Spatial scales of variation in pond counts

When exploring ecological relationships, it is important to consider the spatial scale of the processes (Wiens 1989; Levin 1992; Donaldson and Nisbet 1999). Data on pond counts were collected at a rather fine scale (the segment level), and aggregated into larger units (transects and stratum). Aggregation introduces the risk of losing information about heterogeneity in the landscape (Wiens 1989). However, relationships between pond counts and environmental conditions were remarkably consistent over all three spatial scales, such that even the coarsest scale, the stratum level, captured the landscape heterogeneity that shapes differences in wetland dynamics within the prairie system. Further, we found greater variability and noise around predicted relationships at the finer scales (Fig. 2), which also suggest that coarser scales could be used when making predictions on environmental and management influences on landscapes or populations. For waterfowl in the North American prairies, the strata level represented by geopolitical boundaries may appropriately capture differences among populations generated by heterogeneity in the landscape.

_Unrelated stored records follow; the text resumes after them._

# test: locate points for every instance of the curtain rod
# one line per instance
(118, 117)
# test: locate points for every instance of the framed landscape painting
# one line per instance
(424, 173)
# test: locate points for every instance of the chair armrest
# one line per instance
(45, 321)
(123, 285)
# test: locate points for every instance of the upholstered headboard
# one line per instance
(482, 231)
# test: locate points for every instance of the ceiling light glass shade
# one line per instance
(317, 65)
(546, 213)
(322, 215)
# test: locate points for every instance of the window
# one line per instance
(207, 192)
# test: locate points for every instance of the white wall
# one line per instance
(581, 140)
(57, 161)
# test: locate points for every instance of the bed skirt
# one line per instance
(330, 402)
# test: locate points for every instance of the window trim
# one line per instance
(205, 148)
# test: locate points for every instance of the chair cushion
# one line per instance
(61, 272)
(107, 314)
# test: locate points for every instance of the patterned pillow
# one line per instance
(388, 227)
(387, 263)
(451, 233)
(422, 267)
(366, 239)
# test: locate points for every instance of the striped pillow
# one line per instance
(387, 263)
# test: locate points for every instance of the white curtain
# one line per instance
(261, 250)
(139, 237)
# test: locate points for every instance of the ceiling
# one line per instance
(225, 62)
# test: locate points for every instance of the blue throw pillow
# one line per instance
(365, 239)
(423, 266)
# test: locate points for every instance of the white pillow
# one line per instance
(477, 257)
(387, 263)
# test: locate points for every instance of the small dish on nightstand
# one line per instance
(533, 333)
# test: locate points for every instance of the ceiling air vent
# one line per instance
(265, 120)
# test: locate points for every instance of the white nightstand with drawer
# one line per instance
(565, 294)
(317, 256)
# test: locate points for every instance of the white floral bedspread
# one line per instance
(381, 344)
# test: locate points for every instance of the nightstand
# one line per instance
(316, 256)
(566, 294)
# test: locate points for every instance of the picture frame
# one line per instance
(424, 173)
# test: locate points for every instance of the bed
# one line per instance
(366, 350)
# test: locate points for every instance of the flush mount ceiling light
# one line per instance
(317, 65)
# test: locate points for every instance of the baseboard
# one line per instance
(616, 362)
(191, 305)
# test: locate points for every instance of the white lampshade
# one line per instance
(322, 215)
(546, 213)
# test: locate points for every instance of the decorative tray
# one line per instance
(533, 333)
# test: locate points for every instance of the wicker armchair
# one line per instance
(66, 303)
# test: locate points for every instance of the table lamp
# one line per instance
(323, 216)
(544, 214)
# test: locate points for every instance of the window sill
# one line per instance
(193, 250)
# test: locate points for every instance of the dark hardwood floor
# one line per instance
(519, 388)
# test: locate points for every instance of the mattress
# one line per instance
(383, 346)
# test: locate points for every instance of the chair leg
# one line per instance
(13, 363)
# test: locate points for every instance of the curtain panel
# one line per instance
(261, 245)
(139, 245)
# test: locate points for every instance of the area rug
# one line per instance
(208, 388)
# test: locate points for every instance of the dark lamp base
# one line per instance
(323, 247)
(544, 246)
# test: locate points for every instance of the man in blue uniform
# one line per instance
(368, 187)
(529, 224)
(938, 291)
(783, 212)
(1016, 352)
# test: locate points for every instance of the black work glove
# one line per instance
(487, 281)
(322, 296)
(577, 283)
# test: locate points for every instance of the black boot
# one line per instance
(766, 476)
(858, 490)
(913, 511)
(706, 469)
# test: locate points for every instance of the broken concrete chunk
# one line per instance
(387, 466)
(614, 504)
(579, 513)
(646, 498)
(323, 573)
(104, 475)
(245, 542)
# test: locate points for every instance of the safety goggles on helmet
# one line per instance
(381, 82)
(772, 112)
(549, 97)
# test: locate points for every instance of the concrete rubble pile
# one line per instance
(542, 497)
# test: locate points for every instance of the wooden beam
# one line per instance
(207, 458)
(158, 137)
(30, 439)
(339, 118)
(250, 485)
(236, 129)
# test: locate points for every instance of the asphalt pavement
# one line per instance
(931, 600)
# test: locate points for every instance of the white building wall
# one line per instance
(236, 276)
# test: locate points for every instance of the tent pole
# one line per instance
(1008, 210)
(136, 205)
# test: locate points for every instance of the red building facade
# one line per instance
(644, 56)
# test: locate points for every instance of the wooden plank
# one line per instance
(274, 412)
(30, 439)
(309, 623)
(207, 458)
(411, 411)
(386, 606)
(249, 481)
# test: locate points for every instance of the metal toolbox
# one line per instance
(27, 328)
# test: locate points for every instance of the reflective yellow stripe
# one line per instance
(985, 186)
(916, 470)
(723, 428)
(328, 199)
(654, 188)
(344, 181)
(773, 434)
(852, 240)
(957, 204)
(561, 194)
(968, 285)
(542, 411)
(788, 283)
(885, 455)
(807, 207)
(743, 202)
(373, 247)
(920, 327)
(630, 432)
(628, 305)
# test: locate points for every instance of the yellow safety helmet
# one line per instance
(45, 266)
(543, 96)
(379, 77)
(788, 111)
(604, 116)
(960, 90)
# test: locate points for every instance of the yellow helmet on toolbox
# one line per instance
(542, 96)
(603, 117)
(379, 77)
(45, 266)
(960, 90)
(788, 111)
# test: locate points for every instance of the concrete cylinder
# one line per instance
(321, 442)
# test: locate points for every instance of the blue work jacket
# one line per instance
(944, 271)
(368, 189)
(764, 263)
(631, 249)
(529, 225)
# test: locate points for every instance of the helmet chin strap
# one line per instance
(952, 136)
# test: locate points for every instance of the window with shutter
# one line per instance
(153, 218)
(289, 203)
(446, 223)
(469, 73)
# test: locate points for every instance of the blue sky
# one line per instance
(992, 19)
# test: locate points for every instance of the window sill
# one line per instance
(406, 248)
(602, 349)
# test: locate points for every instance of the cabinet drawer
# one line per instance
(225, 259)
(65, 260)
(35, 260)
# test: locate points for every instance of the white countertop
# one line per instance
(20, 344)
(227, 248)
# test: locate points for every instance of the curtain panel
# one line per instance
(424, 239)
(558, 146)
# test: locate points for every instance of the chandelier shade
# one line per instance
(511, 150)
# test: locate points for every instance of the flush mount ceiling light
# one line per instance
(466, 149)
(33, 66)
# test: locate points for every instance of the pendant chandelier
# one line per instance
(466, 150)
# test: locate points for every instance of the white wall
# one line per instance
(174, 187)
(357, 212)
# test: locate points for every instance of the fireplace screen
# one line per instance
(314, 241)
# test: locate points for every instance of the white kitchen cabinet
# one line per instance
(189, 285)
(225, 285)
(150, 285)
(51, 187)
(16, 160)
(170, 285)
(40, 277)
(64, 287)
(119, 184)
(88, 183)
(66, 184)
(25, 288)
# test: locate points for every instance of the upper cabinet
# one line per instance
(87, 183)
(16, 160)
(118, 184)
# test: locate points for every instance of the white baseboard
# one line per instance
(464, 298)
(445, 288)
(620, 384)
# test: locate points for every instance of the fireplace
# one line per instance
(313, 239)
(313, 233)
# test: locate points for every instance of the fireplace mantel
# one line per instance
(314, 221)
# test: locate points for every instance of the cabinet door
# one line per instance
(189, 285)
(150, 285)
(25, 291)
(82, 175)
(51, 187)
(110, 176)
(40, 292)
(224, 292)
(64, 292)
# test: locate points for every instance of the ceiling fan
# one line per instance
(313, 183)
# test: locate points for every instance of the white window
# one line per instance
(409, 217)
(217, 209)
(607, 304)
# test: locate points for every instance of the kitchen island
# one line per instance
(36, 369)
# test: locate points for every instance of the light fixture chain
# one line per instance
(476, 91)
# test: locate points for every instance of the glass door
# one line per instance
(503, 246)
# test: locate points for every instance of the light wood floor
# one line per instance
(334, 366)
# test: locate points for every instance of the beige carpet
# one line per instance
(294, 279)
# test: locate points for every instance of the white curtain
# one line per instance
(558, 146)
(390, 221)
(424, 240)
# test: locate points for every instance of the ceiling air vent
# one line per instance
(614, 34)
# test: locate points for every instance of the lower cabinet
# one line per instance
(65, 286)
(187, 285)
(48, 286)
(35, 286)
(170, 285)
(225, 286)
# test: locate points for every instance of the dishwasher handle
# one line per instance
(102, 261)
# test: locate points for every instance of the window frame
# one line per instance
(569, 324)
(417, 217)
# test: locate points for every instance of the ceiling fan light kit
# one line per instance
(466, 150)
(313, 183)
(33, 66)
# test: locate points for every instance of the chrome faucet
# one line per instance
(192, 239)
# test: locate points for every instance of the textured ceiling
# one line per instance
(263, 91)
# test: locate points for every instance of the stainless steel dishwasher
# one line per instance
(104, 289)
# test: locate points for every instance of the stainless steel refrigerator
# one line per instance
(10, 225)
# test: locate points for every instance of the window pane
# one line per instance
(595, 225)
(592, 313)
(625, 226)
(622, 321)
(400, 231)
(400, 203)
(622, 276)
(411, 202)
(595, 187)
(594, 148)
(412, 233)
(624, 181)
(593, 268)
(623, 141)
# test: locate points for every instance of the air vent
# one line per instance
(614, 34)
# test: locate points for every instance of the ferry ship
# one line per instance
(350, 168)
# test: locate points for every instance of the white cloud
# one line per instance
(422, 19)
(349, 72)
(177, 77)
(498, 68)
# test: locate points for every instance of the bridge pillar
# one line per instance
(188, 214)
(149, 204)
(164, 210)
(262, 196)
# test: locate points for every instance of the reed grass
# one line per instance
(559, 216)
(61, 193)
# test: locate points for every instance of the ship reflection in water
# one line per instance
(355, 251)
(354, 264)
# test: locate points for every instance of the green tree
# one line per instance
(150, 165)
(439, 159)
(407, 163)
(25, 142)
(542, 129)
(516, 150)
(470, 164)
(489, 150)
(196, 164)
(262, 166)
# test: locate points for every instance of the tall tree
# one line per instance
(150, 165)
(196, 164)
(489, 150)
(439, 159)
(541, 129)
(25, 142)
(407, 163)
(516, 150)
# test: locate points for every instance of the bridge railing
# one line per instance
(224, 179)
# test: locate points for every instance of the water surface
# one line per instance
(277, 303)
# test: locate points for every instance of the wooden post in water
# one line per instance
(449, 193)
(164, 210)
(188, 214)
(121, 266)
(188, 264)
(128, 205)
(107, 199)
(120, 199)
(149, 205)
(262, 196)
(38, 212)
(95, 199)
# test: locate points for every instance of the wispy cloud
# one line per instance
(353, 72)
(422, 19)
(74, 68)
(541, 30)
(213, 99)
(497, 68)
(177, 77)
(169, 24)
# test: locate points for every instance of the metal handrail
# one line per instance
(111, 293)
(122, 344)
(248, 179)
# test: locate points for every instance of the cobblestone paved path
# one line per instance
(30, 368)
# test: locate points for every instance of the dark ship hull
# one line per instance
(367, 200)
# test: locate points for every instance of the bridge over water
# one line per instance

Implications for predictions of climate change on wetland ecosystems

Prairie wetlands are highly vulnerable to projected climate warming (Johnson et al. 2005, 2010), and the strong negative correlations between pond counts and spring temperature, as well as the positive association between pond counts and winter precipitation (Fig. 2), support the concern for wildlife populations depending on these wetlands. Further, climate change may also result in mismatches between timing of breeding and emergence of food resources (Visser et al. 2004). We found that late springs tend to have high primary productivity and high pond counts. Early springs can thus be expected to have low May pond counts, and these habitat-related effects may exacerbate or even overshadow effects of increased temperatures and altered phenology on populations (Drever and Clark 2007; Pearce-Higgins et al. 2009). Further, the links between these variables vary across the landscape, which makes it difficult to make predictions on a general basis. We also showed how environmental variables and landscape characteristics based on NDVI obtained from satellite images can provide an important source of data for modelling effects of environmental variation on wetland abundance. Although NDVI was developed primarily as an index of terrestrial conditions, it appears to hold promise for understanding variability in wetland ecosystems. We anticipate that it will similarly prove important for predicting how wetland-dependent wildlife populations respond to environmental change.